Compiler support for European Telecommunications Standards Institute (ETSI) basic operations

3.9 Compiler support for European Telecommunications Standards Institute (ETSI) basic operations

ARM Compiler 4.1 and later provide support for the ETSI basic operations to help implement coding of speech.

ETSI has produced several recommendations for the coding of speech, for example, the G.723.1 and G.729 recommendations. These recommendations include source code and test sequences for reference implementations of the codecs.
Model implementations of speech codecs supplied by ETSI are based on a collection of C functions known as the ETSI basic operations. The ETSI basic operations include 16-bit, 32-bit and 40-bit operations for saturated arithmetic, 16-bit and 32-bit logical operations, and 16-bit and 32-bit operations for data type conversion.

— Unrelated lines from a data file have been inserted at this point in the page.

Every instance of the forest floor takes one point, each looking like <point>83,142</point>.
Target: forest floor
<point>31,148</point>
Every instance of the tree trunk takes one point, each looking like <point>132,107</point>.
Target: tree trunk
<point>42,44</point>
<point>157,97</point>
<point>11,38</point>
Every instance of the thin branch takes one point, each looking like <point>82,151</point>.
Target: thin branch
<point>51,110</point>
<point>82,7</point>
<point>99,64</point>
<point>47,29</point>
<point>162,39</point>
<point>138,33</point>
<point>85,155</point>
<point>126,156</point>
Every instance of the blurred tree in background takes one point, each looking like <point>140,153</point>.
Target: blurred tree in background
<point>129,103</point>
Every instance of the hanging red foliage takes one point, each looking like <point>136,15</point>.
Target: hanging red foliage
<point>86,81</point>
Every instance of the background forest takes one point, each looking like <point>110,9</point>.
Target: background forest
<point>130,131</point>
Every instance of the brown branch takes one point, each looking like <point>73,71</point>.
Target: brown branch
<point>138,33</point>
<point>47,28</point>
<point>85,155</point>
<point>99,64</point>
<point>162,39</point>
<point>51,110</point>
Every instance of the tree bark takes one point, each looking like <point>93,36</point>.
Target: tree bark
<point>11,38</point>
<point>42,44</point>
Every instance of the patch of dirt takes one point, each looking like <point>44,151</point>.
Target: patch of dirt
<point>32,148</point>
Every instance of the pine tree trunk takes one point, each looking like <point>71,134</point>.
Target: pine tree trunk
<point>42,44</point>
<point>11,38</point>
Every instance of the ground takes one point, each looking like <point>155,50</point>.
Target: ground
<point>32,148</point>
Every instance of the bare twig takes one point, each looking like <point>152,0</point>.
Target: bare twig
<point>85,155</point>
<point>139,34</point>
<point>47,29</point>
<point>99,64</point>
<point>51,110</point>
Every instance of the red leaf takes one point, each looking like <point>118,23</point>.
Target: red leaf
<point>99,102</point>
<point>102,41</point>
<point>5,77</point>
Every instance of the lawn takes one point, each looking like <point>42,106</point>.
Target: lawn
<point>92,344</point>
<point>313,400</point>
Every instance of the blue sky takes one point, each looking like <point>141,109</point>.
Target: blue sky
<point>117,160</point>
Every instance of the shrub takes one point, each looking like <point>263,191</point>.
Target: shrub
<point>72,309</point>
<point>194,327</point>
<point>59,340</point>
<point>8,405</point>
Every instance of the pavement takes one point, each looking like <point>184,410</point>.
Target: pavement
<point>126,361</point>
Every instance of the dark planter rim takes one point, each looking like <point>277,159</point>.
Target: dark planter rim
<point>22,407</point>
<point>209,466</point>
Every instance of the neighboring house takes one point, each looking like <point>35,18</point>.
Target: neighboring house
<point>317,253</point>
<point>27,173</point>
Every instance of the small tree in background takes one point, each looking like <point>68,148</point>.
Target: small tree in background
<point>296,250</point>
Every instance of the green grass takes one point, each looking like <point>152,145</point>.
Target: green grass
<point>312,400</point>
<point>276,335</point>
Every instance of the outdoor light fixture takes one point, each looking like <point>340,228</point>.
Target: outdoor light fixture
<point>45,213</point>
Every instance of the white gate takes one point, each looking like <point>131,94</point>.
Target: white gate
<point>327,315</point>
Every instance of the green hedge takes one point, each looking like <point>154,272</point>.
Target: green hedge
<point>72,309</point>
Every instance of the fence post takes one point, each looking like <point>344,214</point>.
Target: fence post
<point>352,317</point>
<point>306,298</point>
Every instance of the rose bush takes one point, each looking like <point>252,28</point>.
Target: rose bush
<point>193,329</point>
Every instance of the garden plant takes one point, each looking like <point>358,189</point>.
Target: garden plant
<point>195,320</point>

Version 2.0 of the ETSI collection of basic operations, as described in the ITU-T Software Tool Library 2005 User's manual, introduces new 16-bit, 32-bit and 40 bit-operations. These operations are not supported in the ARM compilation tools.
The ETSI basic operations serve as a set of primitives for developers publishing codec algorithms, rather than as a library for use by developers implementing codecs in C or C++.
ARM Compiler 4.1 and later provide support for the ETSI basic operations through the header file dspfns.h. The dspfns.h header file contains definitions of the ETSI basic operations as a combination of C code and intrinsics.
See dspfns.h for a complete list of the ETSI basic operations supported in ARM Compiler 4.1 and later.
ARM Compiler 4.1 and later support the original ETSI family of basic operations as described in the ETSI G.729 recommendation Coding of speech at 8 kbit/s using conjugate-structure algebraic-code-excited linear prediction (CS-ACELP), including:
  • 16-bit and 32-bit saturated arithmetic operations, such as add and sub. For example, add(v1, v2) adds two 16-bit numbers v1 and v2 together, with overflow control and saturation, returning a 16-bit result.
  • 16-bit and 32-bit multiplication operations, such as mult and L_mult. For example, mult(v1, v2) multiplies two 16-bit numbers v1 and v2 together, returning a scaled 16-bit result.
  • 16-bit arithmetic shift operations, such as shl and shr. For example, the saturating left shift operation shl(v1, v2) arithmetically shifts the 16-bit input v1 left v2 positions. A negative shift count shifts v1 right v2 positions.
  • 16-bit data conversion operations, such as extract_l, extract_h, and round. For example, round(L_v1) rounds the lower 16 bits of the 32-bit input L_v1 into the most significant 16 bits with saturation.


    Beware that both the dspfns.h header file and the ISO C99 header file math.h both define (different versions of) the function round(). Take care to avoid this potential conflict.